I turned to leave but stopped. “Hey, Ken?”

“Yeah?”

“I ran into Cash last night at JB’s.”

“I heard.”

I’d almost forgotten it was Burney and rumors and gossip went faster than the speed of sound. “Cash looked high to me. Coked up.”

Ken closed his eyes briefly. “Yeah. Cash had to go to rehab his first year of college. Mom paid for it and Cash has sworn he’s been clean since, but there were times I thought he was using again.”

“Running with the Wolves didn’t help.”

“I know Cash was being an ass the other night,” Ken said, “but a lot of people are grateful that you and George took the Wolves down.”

“Did Kitty ever get any money back from Cash for the mortgages?”

Ken shook his head. “Cash is a one-way street. He takes but never gives back. Patsy, Will, and I are taking care of it.”

“Like Liz used to clean up after Cash’s fuck-ups?”

“No,” Ken said, sounding grim. “Like kids do for the mothers they love. Cash can go to hell. We’re done with him.”

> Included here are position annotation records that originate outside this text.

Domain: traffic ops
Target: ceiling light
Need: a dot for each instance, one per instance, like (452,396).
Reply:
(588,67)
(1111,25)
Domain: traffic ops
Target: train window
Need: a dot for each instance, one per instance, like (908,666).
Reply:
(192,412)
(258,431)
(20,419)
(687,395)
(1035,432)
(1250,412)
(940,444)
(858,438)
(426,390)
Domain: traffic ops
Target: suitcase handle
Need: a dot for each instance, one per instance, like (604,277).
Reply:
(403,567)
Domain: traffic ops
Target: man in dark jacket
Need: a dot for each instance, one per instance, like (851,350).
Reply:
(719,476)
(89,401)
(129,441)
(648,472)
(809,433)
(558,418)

“Good,” I said, and went to find Deaf Goat Lane.

* * *

I had to stop before the final turnoff onto Deaf Goat. It was, of course, unmarked. Actually, the two washed out dirt roads getting to this turnoff had been unmarked and barely navigable in the Gladiator. If I hadn’t known where they were, I would have missed them. But from here, the track narrowed to preclude a car or truck. It might have been wider years ago, but the forest had encroached.

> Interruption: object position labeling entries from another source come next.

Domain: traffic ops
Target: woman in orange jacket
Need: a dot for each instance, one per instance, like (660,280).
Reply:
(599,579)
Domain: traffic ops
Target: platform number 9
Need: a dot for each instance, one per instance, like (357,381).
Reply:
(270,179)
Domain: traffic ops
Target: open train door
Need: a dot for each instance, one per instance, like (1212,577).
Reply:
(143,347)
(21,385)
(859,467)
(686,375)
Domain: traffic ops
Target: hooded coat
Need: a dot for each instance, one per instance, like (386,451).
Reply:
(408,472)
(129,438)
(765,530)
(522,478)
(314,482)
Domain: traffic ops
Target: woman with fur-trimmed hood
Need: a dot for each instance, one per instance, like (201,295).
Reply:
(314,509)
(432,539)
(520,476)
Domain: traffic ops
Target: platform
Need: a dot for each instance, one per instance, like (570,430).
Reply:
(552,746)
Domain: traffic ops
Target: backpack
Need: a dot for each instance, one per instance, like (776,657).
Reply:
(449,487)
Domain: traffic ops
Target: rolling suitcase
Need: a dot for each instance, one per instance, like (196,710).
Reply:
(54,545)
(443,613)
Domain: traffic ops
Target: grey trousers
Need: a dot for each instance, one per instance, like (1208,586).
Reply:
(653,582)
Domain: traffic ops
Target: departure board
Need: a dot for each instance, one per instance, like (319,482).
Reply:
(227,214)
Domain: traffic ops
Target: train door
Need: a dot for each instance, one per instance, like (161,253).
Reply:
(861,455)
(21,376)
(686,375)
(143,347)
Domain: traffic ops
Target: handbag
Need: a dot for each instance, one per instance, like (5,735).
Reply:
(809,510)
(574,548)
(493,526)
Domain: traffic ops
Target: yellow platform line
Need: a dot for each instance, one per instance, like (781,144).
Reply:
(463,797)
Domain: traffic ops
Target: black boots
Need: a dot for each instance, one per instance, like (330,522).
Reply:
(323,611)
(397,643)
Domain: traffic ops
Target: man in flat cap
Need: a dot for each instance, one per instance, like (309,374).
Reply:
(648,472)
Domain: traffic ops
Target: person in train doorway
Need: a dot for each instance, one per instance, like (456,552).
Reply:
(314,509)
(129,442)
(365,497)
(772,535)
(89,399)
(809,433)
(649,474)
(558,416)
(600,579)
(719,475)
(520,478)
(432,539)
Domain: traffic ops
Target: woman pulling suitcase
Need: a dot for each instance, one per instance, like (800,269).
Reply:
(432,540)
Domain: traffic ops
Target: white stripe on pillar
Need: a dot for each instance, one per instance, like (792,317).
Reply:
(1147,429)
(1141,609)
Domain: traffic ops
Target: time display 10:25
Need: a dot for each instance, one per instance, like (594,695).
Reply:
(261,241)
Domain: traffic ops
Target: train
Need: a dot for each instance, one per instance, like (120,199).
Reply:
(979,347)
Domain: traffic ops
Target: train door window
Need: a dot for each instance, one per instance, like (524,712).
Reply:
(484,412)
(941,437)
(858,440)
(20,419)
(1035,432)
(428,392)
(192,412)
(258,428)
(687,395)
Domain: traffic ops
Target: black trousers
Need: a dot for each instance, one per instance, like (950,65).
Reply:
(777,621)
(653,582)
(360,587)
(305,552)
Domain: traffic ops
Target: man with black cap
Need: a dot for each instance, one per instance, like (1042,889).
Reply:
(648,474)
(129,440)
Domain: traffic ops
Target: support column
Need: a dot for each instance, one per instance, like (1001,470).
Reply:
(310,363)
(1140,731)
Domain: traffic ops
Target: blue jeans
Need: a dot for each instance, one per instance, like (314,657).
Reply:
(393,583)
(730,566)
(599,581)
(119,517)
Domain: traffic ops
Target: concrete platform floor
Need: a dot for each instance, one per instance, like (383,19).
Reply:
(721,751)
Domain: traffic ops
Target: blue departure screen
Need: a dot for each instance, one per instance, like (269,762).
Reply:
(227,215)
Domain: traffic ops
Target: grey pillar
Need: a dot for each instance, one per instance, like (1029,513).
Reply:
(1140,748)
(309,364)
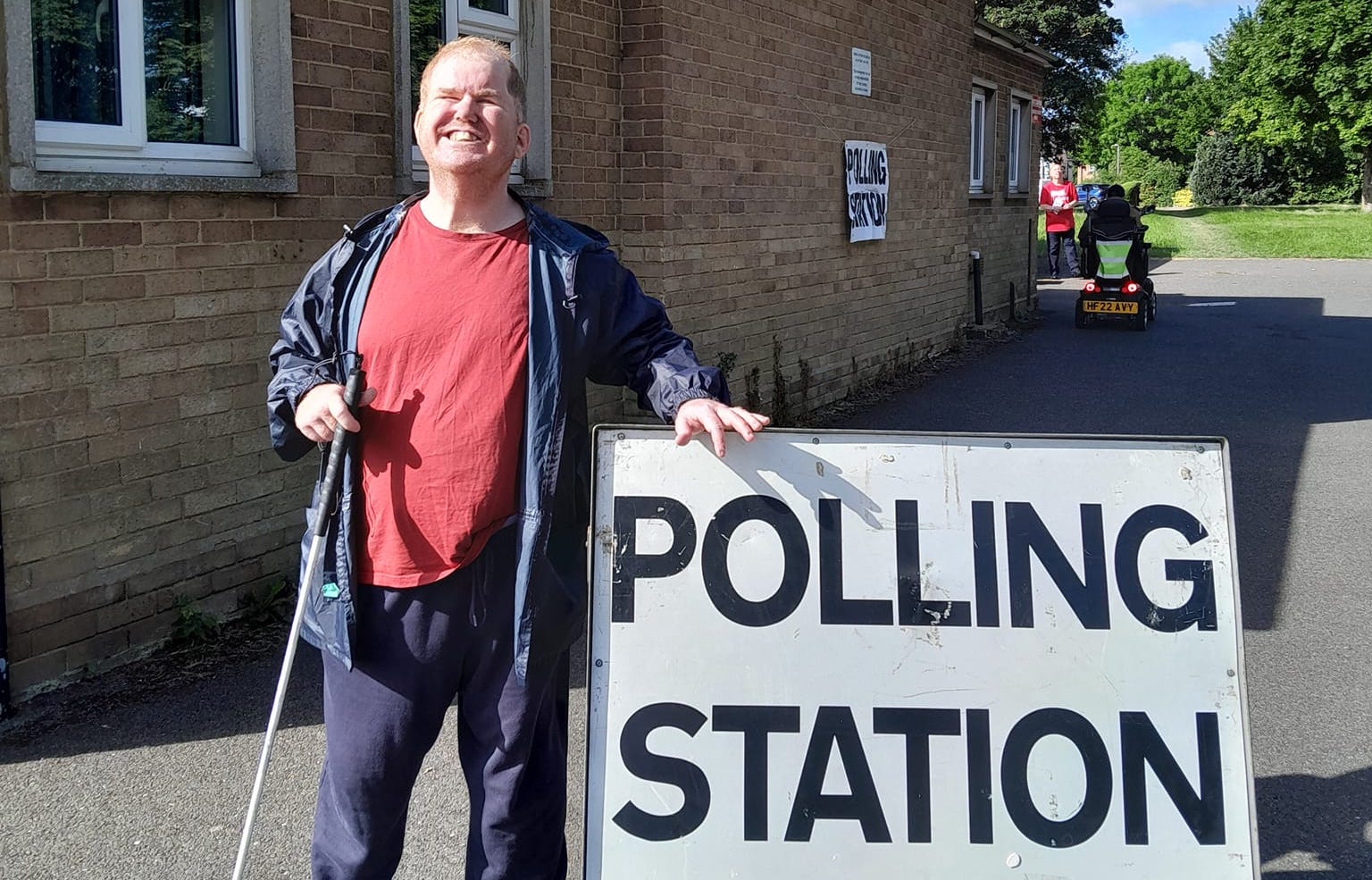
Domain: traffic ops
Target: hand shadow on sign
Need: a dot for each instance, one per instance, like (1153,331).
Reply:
(814,478)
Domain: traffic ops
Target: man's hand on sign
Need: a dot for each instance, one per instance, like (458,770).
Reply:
(715,419)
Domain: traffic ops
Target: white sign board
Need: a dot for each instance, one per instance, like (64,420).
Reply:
(866,172)
(916,657)
(862,71)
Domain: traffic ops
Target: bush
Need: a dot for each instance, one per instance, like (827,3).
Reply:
(1226,172)
(1159,183)
(1156,179)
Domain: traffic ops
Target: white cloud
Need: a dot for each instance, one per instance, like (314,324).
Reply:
(1190,51)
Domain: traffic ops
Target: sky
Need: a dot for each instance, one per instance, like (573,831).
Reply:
(1177,28)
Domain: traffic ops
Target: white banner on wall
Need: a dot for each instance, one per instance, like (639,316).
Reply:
(866,172)
(903,655)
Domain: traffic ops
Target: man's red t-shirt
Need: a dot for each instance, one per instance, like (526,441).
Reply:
(443,340)
(1058,195)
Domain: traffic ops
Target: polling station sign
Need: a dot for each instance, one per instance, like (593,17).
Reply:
(901,655)
(867,187)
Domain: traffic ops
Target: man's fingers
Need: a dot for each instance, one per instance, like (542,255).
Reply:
(340,417)
(732,419)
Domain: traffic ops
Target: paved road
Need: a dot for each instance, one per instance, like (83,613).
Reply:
(138,779)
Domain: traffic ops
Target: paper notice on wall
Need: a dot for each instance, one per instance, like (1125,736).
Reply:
(862,71)
(866,171)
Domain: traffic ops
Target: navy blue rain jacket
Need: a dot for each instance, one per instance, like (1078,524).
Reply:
(588,319)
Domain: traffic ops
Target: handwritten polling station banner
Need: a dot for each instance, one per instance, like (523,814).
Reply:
(837,655)
(867,187)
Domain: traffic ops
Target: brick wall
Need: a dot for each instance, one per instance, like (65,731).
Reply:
(133,335)
(732,210)
(703,138)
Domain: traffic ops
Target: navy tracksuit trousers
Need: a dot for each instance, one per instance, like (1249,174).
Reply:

But there was a single track in the center, plenty wide for a motorcycle and it looked used recently. Recently being in the past six months. Since Mickey Pitts got out of prison. I exited the Gladiator and drew the forty-five. Mickey and Jim were dead, but who knew?

I walked down the track for almost a quarter mile, the land on either side rising up and getting closer. I noted there were no poles for a power line. Some of these places had stayed primitive into the 21st century. The holler narrowed to less than a hundred feet when I came into a small clearing. In the center, draped with ivy and vines, was, as Faye had said, a one-room shack. About twenty feet away was an outhouse. Faye and Mickey Pitts had grown up the way people had a hundred years ago.